There are more than two ways in Java 8

String[] alphabet = new String[]{"A", "B", "C"};

The difference is in the type of the return value:

  1. Stream#findAny():

    Returns an Optional describing some element of the stream, or an empty Optional if the stream is empty.

    String result1 = Arrays.stream(alphabet)
            .filter("a"::equalsIgnoreCase)
            .findAny()
            .orElse("none match");
    
  2. Stream#findFirst()

    Returns an Optional describing the first element of this stream, or an empty Optional if the stream is empty. If the stream has no encounter order, then any element may be returned.

    String result2 = Arrays.stream(alphabet)
            .filter("a"::equalsIgnoreCase)
            .findFirst()
            .orElse("none match");
    
  3. Stream#count()

    Returns the count of elements in this stream. This is a special case of a reduction and is equivalent to:

    return mapToLong(e -> 1L).sum();
    
    boolean result3 = Arrays.stream(alphabet)
            .filter("a"::equalsIgnoreCase)
            .count() > 0;
    
  4. Stream#anyMatch(Predicate)

    Returns whether any elements of this stream match the provided Predicate. May not evaluate the predicate on all elements if not necessary for determining the result. If the stream is empty then false is returned and the predicate is not evaluated.

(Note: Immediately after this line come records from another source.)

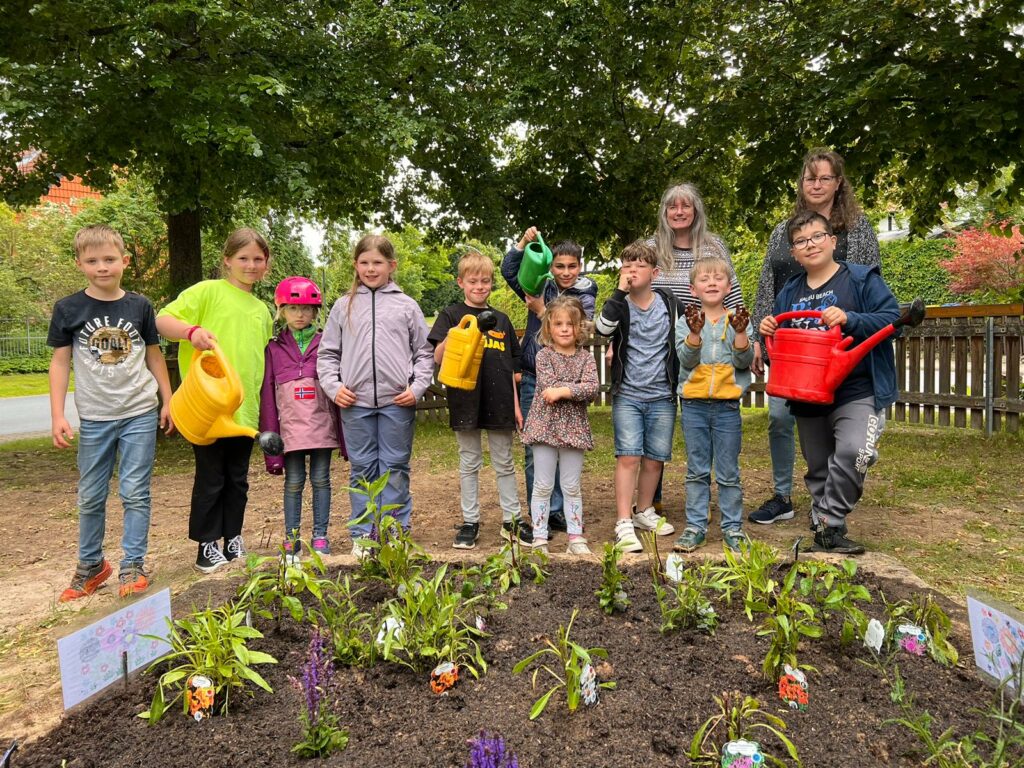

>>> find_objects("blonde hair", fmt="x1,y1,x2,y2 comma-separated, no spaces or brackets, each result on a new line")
459,250,495,280
75,224,125,259
690,256,735,285
654,184,725,272
539,296,591,347
793,146,860,232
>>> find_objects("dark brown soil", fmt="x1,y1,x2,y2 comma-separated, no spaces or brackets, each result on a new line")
13,561,1007,768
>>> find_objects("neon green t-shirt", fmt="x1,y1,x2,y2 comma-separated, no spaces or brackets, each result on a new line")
160,280,273,429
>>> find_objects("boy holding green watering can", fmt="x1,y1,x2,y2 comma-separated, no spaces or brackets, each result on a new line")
502,226,597,530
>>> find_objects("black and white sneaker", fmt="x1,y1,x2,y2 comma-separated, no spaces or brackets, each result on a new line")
196,542,227,573
452,522,480,549
224,534,249,562
748,494,794,525
502,517,534,547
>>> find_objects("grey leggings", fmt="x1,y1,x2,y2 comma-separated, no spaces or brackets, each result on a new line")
797,397,886,528
529,442,584,542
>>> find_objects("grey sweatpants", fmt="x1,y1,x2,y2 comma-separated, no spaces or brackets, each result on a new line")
455,429,522,522
797,397,886,527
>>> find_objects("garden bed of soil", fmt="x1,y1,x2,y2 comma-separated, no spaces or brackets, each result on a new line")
12,558,1007,768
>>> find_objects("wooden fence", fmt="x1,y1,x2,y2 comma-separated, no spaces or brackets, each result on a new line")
418,304,1024,434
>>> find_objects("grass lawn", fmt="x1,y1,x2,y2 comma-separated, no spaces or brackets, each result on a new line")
0,373,75,397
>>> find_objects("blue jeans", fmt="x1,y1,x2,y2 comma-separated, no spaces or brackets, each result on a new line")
768,395,797,497
611,394,676,462
285,449,331,539
341,406,416,539
78,409,159,570
682,400,743,531
519,373,565,517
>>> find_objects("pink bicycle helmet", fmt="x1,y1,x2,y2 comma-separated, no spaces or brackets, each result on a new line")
273,278,324,307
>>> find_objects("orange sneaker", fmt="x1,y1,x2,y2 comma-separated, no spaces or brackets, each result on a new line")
60,557,114,603
118,564,150,597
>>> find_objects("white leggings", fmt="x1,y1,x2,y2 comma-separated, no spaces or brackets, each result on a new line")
529,442,584,541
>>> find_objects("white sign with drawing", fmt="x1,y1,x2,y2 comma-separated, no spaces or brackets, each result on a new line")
57,589,171,710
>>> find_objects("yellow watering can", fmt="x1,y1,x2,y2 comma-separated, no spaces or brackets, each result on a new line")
171,344,285,456
437,309,498,389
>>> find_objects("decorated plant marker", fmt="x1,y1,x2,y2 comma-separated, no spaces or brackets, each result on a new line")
430,662,459,693
864,618,886,653
896,624,928,656
580,664,597,707
185,675,216,723
665,552,686,584
778,665,809,712
722,738,765,768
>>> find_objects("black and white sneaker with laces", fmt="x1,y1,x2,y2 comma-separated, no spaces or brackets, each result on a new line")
224,534,248,562
452,522,480,549
196,542,227,573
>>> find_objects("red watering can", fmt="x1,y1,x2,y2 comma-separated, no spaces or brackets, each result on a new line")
765,299,925,406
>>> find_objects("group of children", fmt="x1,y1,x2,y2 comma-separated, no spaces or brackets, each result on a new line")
48,205,898,601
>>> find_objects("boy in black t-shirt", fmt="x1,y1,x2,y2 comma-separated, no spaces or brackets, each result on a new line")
428,251,534,549
46,224,173,602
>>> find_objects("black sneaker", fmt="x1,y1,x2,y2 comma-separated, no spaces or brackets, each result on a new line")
748,494,794,525
196,542,227,573
502,518,536,547
452,522,480,549
811,526,864,555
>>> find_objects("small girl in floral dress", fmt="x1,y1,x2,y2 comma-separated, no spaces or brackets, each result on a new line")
522,296,598,555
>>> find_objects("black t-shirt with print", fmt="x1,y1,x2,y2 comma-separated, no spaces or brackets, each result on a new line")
786,264,874,416
427,302,521,430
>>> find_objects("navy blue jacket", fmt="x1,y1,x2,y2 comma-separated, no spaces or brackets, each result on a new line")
775,263,899,411
502,246,597,376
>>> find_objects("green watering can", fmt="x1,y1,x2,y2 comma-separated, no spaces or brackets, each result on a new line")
518,232,554,296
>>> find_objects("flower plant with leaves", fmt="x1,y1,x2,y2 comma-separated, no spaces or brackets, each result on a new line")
466,731,519,768
594,542,630,615
689,691,803,768
512,608,615,720
139,604,278,724
289,630,348,758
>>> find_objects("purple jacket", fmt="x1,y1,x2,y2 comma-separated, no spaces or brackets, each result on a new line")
316,283,434,408
259,328,348,474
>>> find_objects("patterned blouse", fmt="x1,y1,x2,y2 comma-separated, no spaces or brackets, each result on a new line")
522,347,600,451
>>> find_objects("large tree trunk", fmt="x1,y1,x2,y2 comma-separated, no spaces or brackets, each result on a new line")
167,208,203,298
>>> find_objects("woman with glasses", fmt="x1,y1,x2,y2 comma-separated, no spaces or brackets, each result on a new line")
750,147,881,525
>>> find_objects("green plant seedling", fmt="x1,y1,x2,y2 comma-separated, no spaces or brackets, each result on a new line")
512,608,615,720
689,691,803,768
139,604,278,724
594,542,630,615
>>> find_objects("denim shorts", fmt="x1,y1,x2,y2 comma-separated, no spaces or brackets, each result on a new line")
611,395,676,462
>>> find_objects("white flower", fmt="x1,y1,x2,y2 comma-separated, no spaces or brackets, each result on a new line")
864,618,886,653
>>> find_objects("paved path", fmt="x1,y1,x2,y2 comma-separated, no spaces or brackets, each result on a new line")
0,392,79,438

    boolean result4 = Arrays.stream(alphabet)
            .anyMatch("a"::equalsIgnoreCase);
    
  5. Stream#allMatch(Predicate)

    Returns whether all elements of this stream match the provided Predicate. May not evaluate the predicate on all elements if not necessary for determining the result. If the stream is empty then true is returned and the predicate is not evaluated.